In sharp contrast to Thatcher’s robust interventionism and strong trans-Atlantic foreign policy, Merkel’s foreign policy has been marked by jagged lines and erratic behavior.

Take the example of Germany’s decision to join Russia and China and remain on the sidelines during the 2011 Libyan crisis. Foreign Minister Guido Westerwelle abstained during the U.N. Security Council vote to authorize force in Libya, which sparked a rebuke from U.S. President Barack Obama. But Merkel went farther, still, pulling German ships from the NATO contingent in the Mediterranean, lest they somehow get involved.

Readers will note that there is nothing erratic about these actions. Germany didn’t support military action in Libya, and so it made certain that it would not participate in a war that it didn’t support. Germany also didn’t want to insult its allies by voting against the resolution, especially when Russia and China were willing to abstain, but Germany wasn’t about to vote for a measure that it thought was mistaken. That may be frustrating to some hawks, but it is entirely consistent with German policy for more than a decade. Every time other Western governments raise the possibility of entering or starting a new conflict, Germany has been predictably opposed. What’s odd is that other Westerners, especially Americans, keep expecting Germany to change its position for some unknown reason. Some Americans seem to think that Germany’s lack of support for these wars must make it an unreliable ally, but then perhaps the U.S., Britain, and France shouldn’t be asking their allies to help fight unnecessary wars.

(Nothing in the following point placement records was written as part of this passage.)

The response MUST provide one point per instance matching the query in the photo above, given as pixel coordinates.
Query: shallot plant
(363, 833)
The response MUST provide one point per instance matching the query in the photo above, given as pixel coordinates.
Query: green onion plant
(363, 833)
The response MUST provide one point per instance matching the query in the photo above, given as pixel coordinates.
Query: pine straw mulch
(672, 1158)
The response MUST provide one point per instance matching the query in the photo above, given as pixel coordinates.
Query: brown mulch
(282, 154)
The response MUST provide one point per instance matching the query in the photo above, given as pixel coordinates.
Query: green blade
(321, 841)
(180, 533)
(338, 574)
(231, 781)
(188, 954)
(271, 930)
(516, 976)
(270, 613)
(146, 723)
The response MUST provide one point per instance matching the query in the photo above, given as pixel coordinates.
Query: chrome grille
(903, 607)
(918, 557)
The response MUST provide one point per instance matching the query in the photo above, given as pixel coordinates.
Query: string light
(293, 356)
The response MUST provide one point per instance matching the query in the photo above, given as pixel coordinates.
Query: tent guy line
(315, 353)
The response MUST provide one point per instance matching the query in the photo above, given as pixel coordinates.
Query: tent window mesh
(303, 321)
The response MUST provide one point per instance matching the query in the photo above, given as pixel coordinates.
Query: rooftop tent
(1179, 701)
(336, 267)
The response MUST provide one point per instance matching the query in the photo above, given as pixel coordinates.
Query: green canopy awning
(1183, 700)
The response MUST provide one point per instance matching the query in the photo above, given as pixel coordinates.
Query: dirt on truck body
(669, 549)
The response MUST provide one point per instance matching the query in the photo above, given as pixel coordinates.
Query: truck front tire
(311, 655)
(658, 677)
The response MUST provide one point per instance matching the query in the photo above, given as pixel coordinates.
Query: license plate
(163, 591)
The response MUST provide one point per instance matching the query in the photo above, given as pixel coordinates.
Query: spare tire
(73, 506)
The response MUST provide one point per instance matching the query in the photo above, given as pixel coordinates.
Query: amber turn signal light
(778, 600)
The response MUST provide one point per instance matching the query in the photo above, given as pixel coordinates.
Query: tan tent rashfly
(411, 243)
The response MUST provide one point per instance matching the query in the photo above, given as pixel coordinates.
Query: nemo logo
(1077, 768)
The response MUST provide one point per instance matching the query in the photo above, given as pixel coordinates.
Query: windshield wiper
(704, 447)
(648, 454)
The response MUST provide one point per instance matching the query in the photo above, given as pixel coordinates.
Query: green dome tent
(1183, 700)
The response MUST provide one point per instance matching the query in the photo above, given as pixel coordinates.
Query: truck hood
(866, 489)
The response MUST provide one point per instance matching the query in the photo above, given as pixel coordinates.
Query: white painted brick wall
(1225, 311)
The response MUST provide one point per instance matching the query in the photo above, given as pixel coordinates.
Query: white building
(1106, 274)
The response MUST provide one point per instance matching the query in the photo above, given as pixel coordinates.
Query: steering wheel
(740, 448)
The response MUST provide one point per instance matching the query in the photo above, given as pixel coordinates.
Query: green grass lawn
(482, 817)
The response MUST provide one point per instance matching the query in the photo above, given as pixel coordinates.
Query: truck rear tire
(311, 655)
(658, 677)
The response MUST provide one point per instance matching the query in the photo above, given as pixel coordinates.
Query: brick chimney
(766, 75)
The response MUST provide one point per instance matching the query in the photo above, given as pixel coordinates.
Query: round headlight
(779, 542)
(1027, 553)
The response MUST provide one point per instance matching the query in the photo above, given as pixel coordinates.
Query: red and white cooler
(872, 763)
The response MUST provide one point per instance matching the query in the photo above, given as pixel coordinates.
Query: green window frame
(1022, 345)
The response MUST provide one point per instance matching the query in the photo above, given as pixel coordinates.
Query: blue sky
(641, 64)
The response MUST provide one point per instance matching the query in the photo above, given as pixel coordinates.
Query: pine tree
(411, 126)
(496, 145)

If Germany thought military action in Libya was unwise, why would it think that attacking Syria makes sense? Kosovo was the only post-Cold War exception to Germany’s consistent opposition to wars of choice waged by Western governments, and Merkel has shown no signs that she intends to change that. Unlike many American supporters of the invasion of Iraq, she has not allowed her earlier mistake of supporting the Iraq war to force her into supporting other unwise wars later on. Of course, this is what other Western nations wanted postwar Germany to be like. Now that we have a Germany that is reliably opposed to waging unnecessary wars, there is a remarkable amount of complaining in the West that Germans are too antiwar. If Germany wants to opt out of new wars of choice, most Westerners don’t see what the problem is with that.

Weinthal notes that foreign affairs were barely mentioned in the recent election campaign, but then it would be strange if they played a large role. Not only is the German public not interested in having its government interfere in foreign conflicts and crises, but as a practical matter there is not much for the politicians to say about Egypt or Syria. That is what political debate looks like in normal democratic countries whose governments don’t feel compelled to intervene and meddle in the affairs of other states all the time.